The advent of large language models (LLMs) has sparked interest among many biomedical KG communities, including those highlighted in Table 1, in how best to leverage the strengths of LLMs, while minimizing their weaknesses. The Translator Consortium has been actively exploring approaches for integrating LLMs and generative AI into the Translator system (also see “LLM Integration” within the Supporting Information, pp. 12–13). A number of approaches are in early development or under consideration, including a “summarization service” that generates high‐level summaries of results with key mechanistic explanations highlighted; an “edge summarization service” that generates publication‐supported summaries of specific edges in results; and a variety of embedding approaches such as a metadata standard created by the Translator Consortium called venomx that captures important metadata about embeddings.
4.1. Limitations
While Translator has numerous strengths and attractive features, it also has limitations. Even though Translator aims to return answers to user queries in a timely manner, the system can—for some queries—be slow and computationally expensive. A major goal of the next phase of development is to focus on performance improvements. Translator also is limited by the data modeling constraints inherent in KGs, for instance, the context, temporality, and high‐dimensionality of data. The Translator Consortium is working with the Biolink Model community to improve their modeling approaches in support of nuanced queries and richly decorated answers. Related, Translator currently does not consider quantitative factors such as dose, potency, and duration of exposure in queries (e.g., side‐effects of drug X at doses above Y mg/kg or toxicity of chemical X at concentrations above Y μg/mL). The system also does not support user filtering by quantitative metrics. However, Translator will return quantitative metrics in results, when provided by the underlying knowledge sources. Approaches for leveraging quantitative metrics are a topic of discussion with the Translator Consortium. Additionally, users should be aware that Translator intentionally conflates certain biomedical concepts such as genes and proteins, reflecting the conflation in the underlying knowledge sources. Likewise, provenance is limited by the underlying knowledge sources, sometimes resulting in an inability to accurately trace complex and incomplete trails of ownership and algorithmic transformations of primary data and knowledge. Finally, due to the federated nature of the system and ongoing optimization of scoring and filtering methods, the results obtained for the same query may change over time.
4.2. Potential Future Directions
Translator remains in active development. While the Translator Consortium has not yet finalized or prioritized next steps, several possibilities are under discussion.

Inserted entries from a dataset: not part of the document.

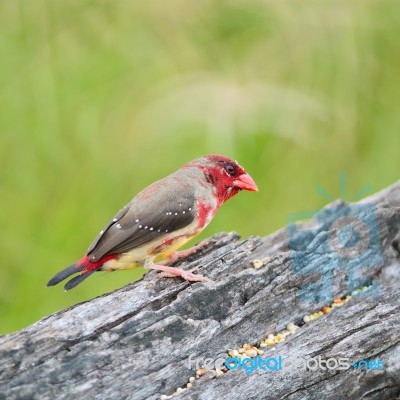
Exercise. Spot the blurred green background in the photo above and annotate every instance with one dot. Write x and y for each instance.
(100, 98)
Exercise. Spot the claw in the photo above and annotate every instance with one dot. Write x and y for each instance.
(171, 272)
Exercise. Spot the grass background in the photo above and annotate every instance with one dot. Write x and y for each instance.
(100, 98)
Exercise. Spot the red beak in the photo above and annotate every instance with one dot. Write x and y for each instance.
(245, 182)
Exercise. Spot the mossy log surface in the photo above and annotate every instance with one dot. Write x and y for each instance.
(135, 343)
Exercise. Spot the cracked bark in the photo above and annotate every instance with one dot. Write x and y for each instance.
(134, 343)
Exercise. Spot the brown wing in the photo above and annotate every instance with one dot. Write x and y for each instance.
(143, 220)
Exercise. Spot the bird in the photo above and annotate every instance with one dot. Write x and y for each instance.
(160, 219)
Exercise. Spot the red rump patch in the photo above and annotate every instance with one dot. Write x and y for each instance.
(86, 265)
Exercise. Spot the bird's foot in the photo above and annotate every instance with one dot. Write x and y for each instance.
(171, 272)
(178, 255)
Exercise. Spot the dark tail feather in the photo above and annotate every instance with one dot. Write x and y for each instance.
(65, 273)
(77, 280)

For example, we plan to extend the number and types of templated queries that are supported by the UI. One such query that is in development is the “pathfinder” query. Instead of asking “what drugs may treat disease X?” or “what gene's activity may be increased/decreased by chemical Y?”, the pathfinder query asks “how are entities X and Y related?” or “why does entity X interact with entity Y?” As such, pathfinder queries focus on explaining the relationship between entities by constructing paths between them. Paths are not required to be mechanistic, nor are they required to be direct, and predicates are agnostic, meaning that they are not specified by a user. Instead, pathfinder queries identify general paths between two entities, which may traverse through multiple intermediate nodes and invoke various predicates.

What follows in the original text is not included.